|
Article Excerpt In this paper, we provide theoretical arguments and empirical evidence for how Genetic Algorithms (GA) can be used for efficient estimation of macro-level diffusion models. Using simulations we find that GA and Sequential Search-Based-Nonlinear Least Squares (SSB-NLS) provide comparable parameter estimates when the data including peak sales are being used, for a range of error variances, and true parameter values commonly encountered in the literature. From empirical analyses we find that the forecasting performance of the GA estimates is better than that of SSB-NLS, Augmented Filter, Hierarchical Bayes, and Kalman Filter when only pre-peak sales data is available for estimation. When sales data until the peak time period are available for estimation, SSB-NLS is able to obtain parameter estimates when the starting values provided are the estimates from using GA. The estimates from GA are not biased and do not change in a systematic fashion when post-peak sales data are used, whereas the estimates from SSB-NLS are biased and change in a systematic fashion. Summarizing, we find that GA may be better suited for diffusion model estimation under the three conditions where SSB-NLS has been found to have problems.
Key words: Bass model; starting values; systematic change and bias; closed-form solution; nonlinear least squares; genetic algorithms; pre-peak sales forecasting
History: This paper was received August 30, 2002, and was with the authors 4 months for 5 revisions; processed by Roland Rust.
1. Introduction
Data available for estimation of the Bass model or its extensions are usually restricted to a set of 12 to 15 observations. There are two reasons for this. First, sales data are typically collected annually to avoid fluctuations in sales within a year and seasonality issues. Second, sales of most of the new products tend to stop growing, and in fact start decreasing, after 7 to 10 years. Because a manager's interest is very likely to diminish after the growth stage of a new product, researchers have to work with a smaller dataset in many cases. A natural outcome of this problem is researchers' interest in exploring more and more sophisticated estimation techniques that can extract as much information as possible from smaller datasets with maximum efficiency. Alternatively, researchers have also investigated using information such as advance purchase orders (Moe and Fader 2002) and spatial dimensions of product adoption (Garber et al. 2003) for early prediction of new product sales.

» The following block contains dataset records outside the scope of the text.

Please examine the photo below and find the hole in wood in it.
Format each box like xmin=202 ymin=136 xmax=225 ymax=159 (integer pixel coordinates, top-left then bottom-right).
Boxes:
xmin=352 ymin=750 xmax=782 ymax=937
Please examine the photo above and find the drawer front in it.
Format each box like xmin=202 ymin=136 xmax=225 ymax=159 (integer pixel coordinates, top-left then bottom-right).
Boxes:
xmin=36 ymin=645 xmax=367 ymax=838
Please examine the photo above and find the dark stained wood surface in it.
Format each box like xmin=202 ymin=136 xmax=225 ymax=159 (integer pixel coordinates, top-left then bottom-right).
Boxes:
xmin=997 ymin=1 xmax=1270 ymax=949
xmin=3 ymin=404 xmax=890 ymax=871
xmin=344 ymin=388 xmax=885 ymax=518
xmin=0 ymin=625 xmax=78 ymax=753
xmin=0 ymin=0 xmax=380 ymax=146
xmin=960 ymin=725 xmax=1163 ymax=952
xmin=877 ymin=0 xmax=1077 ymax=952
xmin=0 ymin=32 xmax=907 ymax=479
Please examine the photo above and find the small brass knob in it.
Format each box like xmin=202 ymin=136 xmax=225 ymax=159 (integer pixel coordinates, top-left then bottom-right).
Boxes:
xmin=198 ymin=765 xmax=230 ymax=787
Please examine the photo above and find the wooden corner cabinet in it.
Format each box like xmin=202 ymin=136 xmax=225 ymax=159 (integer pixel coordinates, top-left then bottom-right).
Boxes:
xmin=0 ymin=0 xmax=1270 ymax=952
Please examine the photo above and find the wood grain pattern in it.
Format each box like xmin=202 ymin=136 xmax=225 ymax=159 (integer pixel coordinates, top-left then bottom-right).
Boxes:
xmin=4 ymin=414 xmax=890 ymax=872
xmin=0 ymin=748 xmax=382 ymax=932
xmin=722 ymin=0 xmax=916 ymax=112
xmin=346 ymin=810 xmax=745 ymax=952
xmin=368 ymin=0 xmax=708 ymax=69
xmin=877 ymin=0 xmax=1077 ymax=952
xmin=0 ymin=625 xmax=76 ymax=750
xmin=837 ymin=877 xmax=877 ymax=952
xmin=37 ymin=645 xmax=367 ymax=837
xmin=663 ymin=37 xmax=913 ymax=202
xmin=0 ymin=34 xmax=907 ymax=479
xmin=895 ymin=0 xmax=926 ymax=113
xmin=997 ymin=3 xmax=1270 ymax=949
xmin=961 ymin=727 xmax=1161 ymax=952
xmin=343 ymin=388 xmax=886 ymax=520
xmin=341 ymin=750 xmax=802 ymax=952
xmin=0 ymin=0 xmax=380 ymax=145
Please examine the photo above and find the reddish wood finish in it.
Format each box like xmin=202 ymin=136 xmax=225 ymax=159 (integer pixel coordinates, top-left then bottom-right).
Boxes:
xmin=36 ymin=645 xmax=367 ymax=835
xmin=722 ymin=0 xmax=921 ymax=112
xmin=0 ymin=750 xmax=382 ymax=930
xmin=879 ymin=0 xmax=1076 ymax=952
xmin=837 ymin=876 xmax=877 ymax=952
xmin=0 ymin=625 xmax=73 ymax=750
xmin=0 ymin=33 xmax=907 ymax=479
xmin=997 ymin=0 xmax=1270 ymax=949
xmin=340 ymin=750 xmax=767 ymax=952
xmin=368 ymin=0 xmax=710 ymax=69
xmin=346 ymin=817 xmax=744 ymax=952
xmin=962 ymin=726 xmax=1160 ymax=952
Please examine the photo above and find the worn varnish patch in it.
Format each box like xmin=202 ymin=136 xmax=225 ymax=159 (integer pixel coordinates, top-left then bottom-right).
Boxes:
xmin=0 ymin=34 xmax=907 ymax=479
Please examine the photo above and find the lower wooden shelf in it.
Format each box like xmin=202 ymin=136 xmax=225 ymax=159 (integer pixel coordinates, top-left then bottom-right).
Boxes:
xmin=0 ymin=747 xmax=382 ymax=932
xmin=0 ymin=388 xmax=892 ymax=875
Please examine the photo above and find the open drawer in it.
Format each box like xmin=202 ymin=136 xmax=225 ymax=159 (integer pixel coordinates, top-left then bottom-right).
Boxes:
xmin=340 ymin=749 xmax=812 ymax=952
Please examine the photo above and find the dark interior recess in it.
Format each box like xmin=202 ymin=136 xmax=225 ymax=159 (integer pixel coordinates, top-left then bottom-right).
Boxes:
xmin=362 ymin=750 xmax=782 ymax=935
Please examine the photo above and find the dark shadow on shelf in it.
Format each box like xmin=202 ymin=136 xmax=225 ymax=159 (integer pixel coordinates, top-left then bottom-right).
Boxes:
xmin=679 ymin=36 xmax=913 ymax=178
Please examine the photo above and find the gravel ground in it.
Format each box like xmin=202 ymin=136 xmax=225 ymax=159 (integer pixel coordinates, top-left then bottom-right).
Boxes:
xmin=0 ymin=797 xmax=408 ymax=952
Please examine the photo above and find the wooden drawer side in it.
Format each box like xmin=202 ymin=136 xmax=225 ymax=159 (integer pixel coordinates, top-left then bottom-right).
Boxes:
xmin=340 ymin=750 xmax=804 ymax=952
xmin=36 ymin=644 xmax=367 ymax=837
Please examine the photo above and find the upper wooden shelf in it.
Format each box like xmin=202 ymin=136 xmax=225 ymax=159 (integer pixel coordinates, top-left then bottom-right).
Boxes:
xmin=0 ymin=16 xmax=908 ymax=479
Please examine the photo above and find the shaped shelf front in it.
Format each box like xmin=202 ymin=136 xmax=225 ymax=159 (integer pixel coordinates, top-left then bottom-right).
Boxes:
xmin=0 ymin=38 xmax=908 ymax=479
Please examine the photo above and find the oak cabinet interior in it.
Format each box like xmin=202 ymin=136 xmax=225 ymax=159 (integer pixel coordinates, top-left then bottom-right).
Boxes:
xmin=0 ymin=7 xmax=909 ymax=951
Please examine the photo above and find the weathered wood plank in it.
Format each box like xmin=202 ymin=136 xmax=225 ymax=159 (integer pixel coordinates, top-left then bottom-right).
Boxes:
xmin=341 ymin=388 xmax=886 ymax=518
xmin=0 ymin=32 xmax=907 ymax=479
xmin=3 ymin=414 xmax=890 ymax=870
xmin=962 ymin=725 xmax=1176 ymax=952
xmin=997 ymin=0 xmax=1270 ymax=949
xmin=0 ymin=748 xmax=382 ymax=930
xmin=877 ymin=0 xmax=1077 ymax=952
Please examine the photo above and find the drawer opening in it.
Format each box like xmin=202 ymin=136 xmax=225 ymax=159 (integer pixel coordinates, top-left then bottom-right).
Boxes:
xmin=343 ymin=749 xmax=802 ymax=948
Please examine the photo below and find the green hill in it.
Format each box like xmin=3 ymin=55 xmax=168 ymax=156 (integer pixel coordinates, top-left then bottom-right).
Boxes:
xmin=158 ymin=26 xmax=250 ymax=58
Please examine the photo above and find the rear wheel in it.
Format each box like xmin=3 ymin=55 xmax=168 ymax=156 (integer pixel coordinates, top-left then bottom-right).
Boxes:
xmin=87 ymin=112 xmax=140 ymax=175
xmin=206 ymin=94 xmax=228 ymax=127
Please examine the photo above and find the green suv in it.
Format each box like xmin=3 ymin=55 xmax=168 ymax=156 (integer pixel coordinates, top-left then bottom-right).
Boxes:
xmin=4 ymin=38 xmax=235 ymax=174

The chronology of the various estimation techniques and the benefits and drawbacks of each method are outlined in Table 1. Of the three time-invariant estimation techniques employed in the diffusion literature, namely, Ordinary Least Squares (OLS), Maximum Likelihood (ML), and Nonlinear Least Squares (NLS), it is generally accepted that NLS is the best option among the current alternatives (Putsis and Srinivasan 2000). For the Bass (1969) model, NLS is applied to the equation
(1) s(t) = m * [F(t) - F(t - 1)] + [epsilon](t),
where s(t) is the sales function, m is the market potential parameter, [epsilon](t) is the normal additive error, F(t) is the cumulative density function of time of adoption given by
(2) F(t) = [1 - [e.sup.-(p+q)t]]/[1 + (q/p)[e.sup.-(p+q)t]],
t = time period, p = coefficient of innovation, and q = coefficient of imitation.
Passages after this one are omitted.